Aujourd’hui j’ai honte de ce que je fais, je suis maltraitante avec des patients, faute de temps, de moyens, de personnel. La semaine dernière j’étais toute seule pour 21 patients aux Urgences. Même l’accompagnement de base ne se fait plus correctement : boire, manger, aller aux toilettes. Ce sont des choses primaires qui deviennent exceptionnelles au SAMU. La semaine dernière j’ai donné un verre d’eau à une patiente qui m’a remerciée en larmes. Cela faisait des heures qu’elle attendait, personne ne l’avait vu. Laisseriez-vous un membre de votre famille dans ces conditions ?

Pourtant tout n’est pas dû au manque d’effectif ?

Il y a des choses que l’on peut combler mais c’est un enchaînement de circonstances qui provoque cette situation et parfois le public a aussi sa responsabilité. Par exemple quand des gens nous déposent un membre de leur famille pour s’en occuper et partent en courant sans laisser de coordonnées ou quand d’autres viennent pour rien ou pas grand-chose faute de médecin disponible sur leur secteur. Un soir au cours de ce début d’année 2023, une patiente est arrivée de Morez en voiture pour un mal de ventre, sans autre solution. Je lui ai dit qu’elle ne pourrait jamais repartir avant 9 heures le lendemain alors elle a préféré rentrer sans prise en charge. Notre rôle est de juger les situations à l’instant où elles se présentent à nous, ça ne veut pas dire que ce n’est pas grave ! L’Hôpital n’est que le reflet d’une société malade.

En résumé, il faudrait plus de monde, plus d’espace et une revalorisation salariale ?

On ne crachera jamais sur un meilleur salaire mais on est arrivé à un tel désastre que je préfère encore ne pas être augmentée, si ça peut permettre à l’hôpital d’étoffer l’ensemble des effectifs. Pour les Urgences par exemple, on pourrait mettre un radiologue d’astreinte en plus, les jours où il y a beaucoup de monde. Ça éviterait d’attendre 8h pour passer un scanner, ce n’est pas normal ! Mais une astreinte, ça coûte de l’argent…

Il y a deux semaines une dame admise aux Urgences devait passer une IRM qui a été refusée, on a fait un scanner à la place. Le neurochirurgien souhaitait quand même l’IRM. Depuis son brancard, la patiente a téléphoné à la polyclinique de Franche-Comté. Il était 9h, elle a obtenu un rendez-vous avant 10h45. Notre IRM est à trois portes du SAMU.

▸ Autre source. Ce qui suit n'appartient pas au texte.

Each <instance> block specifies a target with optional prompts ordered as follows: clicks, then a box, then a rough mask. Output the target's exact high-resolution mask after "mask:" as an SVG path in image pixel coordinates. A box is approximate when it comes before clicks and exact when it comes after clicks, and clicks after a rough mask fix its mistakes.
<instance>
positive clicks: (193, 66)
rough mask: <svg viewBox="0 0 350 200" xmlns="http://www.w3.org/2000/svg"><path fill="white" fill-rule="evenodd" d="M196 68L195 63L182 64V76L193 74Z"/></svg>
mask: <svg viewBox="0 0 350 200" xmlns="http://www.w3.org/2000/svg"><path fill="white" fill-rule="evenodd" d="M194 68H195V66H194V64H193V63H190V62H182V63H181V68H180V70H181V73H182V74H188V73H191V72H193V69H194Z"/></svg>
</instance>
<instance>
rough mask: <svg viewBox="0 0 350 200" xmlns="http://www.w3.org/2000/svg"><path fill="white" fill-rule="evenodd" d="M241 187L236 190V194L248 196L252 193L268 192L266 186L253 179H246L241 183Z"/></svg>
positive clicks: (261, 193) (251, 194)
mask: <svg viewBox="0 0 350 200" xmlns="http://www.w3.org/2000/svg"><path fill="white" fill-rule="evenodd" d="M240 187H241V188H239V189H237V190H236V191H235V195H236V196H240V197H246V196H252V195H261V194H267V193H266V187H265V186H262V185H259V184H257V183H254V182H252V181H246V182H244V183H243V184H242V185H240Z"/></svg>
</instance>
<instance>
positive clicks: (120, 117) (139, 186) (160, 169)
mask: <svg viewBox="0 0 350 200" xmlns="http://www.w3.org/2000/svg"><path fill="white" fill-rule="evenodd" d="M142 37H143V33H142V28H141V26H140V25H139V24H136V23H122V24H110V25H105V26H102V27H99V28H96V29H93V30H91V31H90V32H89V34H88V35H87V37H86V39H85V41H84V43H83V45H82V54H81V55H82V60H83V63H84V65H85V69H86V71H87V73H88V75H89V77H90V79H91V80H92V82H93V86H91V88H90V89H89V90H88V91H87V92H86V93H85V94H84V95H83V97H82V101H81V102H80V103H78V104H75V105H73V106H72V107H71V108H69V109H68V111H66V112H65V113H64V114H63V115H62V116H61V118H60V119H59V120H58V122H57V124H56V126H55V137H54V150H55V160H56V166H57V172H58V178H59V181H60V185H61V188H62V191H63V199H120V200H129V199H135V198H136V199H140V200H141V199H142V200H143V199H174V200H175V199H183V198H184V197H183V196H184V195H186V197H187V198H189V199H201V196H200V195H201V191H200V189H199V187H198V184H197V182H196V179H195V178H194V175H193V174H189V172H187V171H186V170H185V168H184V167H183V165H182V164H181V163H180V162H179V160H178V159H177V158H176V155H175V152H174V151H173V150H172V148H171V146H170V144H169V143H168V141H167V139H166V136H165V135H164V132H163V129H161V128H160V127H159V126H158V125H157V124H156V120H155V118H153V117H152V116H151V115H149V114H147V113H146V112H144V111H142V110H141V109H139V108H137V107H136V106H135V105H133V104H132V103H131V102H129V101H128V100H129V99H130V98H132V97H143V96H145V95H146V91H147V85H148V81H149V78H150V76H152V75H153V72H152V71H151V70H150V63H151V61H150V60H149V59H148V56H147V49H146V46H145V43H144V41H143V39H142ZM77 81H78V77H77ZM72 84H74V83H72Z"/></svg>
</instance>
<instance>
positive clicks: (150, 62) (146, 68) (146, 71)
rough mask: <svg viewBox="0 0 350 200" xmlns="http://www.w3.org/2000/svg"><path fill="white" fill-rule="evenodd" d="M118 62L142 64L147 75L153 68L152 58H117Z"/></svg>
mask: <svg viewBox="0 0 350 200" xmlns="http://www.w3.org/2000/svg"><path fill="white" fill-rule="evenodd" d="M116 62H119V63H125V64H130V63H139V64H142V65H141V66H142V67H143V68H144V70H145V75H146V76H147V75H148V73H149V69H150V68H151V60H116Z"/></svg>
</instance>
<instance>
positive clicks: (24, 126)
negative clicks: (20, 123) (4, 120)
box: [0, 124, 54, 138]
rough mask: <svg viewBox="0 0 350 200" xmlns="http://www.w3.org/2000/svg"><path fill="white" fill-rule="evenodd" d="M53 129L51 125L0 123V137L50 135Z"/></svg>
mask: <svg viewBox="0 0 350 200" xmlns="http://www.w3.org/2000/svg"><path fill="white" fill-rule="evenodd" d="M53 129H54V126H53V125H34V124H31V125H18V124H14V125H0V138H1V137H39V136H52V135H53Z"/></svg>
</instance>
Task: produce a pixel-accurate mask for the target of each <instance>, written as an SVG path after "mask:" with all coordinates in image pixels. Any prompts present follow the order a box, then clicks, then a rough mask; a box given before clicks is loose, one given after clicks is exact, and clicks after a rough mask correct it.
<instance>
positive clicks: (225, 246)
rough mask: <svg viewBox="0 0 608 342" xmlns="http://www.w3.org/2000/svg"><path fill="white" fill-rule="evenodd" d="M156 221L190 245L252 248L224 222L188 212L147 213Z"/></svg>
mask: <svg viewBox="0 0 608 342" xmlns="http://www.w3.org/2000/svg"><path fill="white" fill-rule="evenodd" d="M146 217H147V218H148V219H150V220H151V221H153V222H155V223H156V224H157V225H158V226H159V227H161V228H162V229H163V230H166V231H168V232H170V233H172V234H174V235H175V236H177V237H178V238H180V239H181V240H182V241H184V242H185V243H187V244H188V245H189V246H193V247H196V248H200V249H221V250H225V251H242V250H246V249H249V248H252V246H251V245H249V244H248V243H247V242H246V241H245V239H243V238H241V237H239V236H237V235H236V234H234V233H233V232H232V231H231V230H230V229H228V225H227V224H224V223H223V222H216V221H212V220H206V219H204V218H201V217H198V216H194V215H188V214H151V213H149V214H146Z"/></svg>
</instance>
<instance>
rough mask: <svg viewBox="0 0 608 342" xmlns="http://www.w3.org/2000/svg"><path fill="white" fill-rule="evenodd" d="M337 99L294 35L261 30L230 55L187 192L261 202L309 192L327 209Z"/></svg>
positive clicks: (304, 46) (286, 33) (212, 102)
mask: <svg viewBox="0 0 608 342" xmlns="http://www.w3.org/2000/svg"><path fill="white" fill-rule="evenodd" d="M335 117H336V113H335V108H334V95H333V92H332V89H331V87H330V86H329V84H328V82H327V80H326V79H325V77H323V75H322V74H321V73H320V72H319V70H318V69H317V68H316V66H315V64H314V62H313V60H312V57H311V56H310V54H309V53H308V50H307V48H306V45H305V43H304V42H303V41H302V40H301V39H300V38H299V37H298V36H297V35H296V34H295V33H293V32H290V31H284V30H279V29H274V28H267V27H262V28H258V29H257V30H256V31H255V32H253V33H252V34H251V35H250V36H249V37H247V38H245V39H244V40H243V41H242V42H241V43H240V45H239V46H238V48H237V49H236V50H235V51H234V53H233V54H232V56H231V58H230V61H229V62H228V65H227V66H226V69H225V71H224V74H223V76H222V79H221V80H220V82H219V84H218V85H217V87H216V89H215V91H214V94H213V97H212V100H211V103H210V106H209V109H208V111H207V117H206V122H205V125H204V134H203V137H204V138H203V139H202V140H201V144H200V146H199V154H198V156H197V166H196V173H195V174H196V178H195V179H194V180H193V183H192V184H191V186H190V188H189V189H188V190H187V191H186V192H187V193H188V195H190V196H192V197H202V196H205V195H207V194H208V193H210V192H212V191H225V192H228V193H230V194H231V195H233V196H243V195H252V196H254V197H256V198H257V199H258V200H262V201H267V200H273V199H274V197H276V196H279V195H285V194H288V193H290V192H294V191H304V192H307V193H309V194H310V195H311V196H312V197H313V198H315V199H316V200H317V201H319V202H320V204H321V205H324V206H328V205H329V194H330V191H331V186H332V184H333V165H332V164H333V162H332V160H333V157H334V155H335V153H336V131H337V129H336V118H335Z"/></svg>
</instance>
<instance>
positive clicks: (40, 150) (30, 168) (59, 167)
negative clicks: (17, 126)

Les départs et démissions s’accumulent depuis plusieurs mois. Vous y pensez ?

Sincèrement non, les conditions en Suisse sont devenues similaires malgré le meilleur salaire, j’arrive encore à sourire au travail car j’aime m’occuper des gens et notre équipe est soudée. Néanmoins depuis quelques temps mon ressenti a beaucoup changé, ça m’affecte plus longtemps et il faut que je coupe sans être rappelée. Si on veut du personnel, il faut d’abord redonner envie aux jeunes d’aller y travailler.

*Prénom modifié, l’infirmière souhaite rester anonyme.